Music can be highly influential on persons of all ages. Consider the fact that listening to music while running is so effective at increasing speed and endurance that it’s not allowed in some competitions where racers are competing for major prizes or placements on the most desired teams. For better or worse, music is very influential in our lives. The right score or song in a soundtrack can make or break a movie. A sad song can be a much-needed cathartic push to release tears. Couples spend hours debating the perfect first song for their wedding.
However, adolescents and teenagers are especially susceptible to influences, and that includes music. Since some music glorifies drug abuse, is misogynistic, or reveres violence, it makes sense that parents are worried about what their children listen to. It’s now easier than ever to download or stream just about anything, making those black parental warning labels that many adults grew up with now moot. Few people buy CDs or vinyl anymore, leaving parents with nothing to gauge what their kids are listening to.
What Kind of Influence Can You Expect?
It’s doubtful that a certain song or artist is going to be the sole driving factor in turning a teen into a criminal. However, teenagers are looking for places where they belong, and they may attach themselves to certain songs or types of music. As they search for self-identity, they might resonate with certain songs. Lyrics are often a person’s first introduction to poetry, and they can be very meaningful to teenagers. You might notice your teen adopting a new way of speaking, vernacular, or start swearing.

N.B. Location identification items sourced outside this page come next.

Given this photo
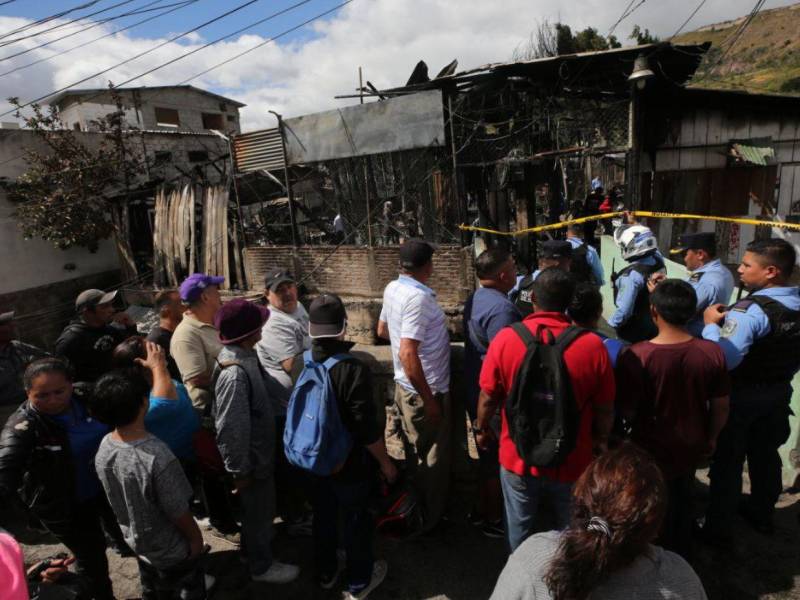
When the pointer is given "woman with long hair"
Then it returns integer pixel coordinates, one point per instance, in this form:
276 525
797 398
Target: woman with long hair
618 506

Music that glorifies misogyny or violence is bound to introduce a litany of new terms and words to a teen’s vocabulary. While in some ways this is harmless, words can and do hurt. Verbal abuse depends on carefully crafted words to hurt and control. If a teen is susceptible to becoming an abuser, in extreme cases music might give them some tools to do so—but the music itself isn’t what feeds the potential of an abuser. Regardless of music, they would find themselves on such a path.

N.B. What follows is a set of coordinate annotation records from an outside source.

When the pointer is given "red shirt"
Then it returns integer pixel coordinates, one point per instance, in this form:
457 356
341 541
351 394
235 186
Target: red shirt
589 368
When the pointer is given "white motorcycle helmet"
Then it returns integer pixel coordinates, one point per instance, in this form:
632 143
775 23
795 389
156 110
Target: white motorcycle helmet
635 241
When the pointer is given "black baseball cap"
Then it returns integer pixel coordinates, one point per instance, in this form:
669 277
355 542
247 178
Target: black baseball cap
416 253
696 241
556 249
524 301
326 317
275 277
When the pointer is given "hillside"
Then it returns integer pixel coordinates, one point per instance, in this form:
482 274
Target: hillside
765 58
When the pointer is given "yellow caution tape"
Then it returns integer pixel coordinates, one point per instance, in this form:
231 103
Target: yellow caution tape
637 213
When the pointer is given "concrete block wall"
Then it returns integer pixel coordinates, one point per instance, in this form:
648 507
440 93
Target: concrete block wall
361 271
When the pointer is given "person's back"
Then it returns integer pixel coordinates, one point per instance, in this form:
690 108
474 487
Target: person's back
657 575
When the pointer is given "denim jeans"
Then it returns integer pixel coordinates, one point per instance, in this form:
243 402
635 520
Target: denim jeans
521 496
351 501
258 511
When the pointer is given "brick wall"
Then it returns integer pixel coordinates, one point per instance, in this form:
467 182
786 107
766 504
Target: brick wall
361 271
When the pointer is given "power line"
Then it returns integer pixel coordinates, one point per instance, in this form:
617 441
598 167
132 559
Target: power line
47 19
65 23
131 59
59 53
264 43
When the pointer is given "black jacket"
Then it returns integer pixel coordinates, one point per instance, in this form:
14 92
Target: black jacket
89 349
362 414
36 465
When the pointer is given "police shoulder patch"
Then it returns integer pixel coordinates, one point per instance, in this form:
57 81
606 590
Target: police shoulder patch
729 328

More commonly, teens might find themselves in trouble for repeating hurtful lyrics. Whether they’re caught repeating lyrics in a hallway or etching them into a desk or their notebook, this is common behavior. It can be upsetting to parents at the time, but it’s often the extent of how music will influence them negatively at this point.
The Flip Side
Many parents worry about the dangers of explicit music and lyrics, but don’t overlook the healing powers. For many people, not just teens, music is a means of escape. It puts into words some feelings that can be overwhelming and music can even be an outlet. Music is a form of expression and might attract your teen towards adopting a musical instrument or writing their own lyrics. The poetry of music from greats, such as Leonard Cohen or Bob Dylan, might be a gateway into a love of literature.
Music is, and always has been, an outlet. It’s nothing new under the sun, and teens aren’t going to completely change their personality based on the love of a new genre or artist. Rather, music can help them learn and explore who they already are—or who they are becoming. They will be drawn towards songs and artists that are reflective of what they’ve uncovered within themselves.
Studies have shown that the music we listen to between the ages of 14 and 24 is “magical.” It sets the stage for the music we’ll love and return to our entire lives. It’s not a coincidence that many people still adore the same type of music, and maybe even the same artists and songs, which they did in high school and college. The parts of our brains that are developing during that time frame get a little stuck in sentimentality, so take note of what your child listens to in high school but try not to worry about any lasting negative damage.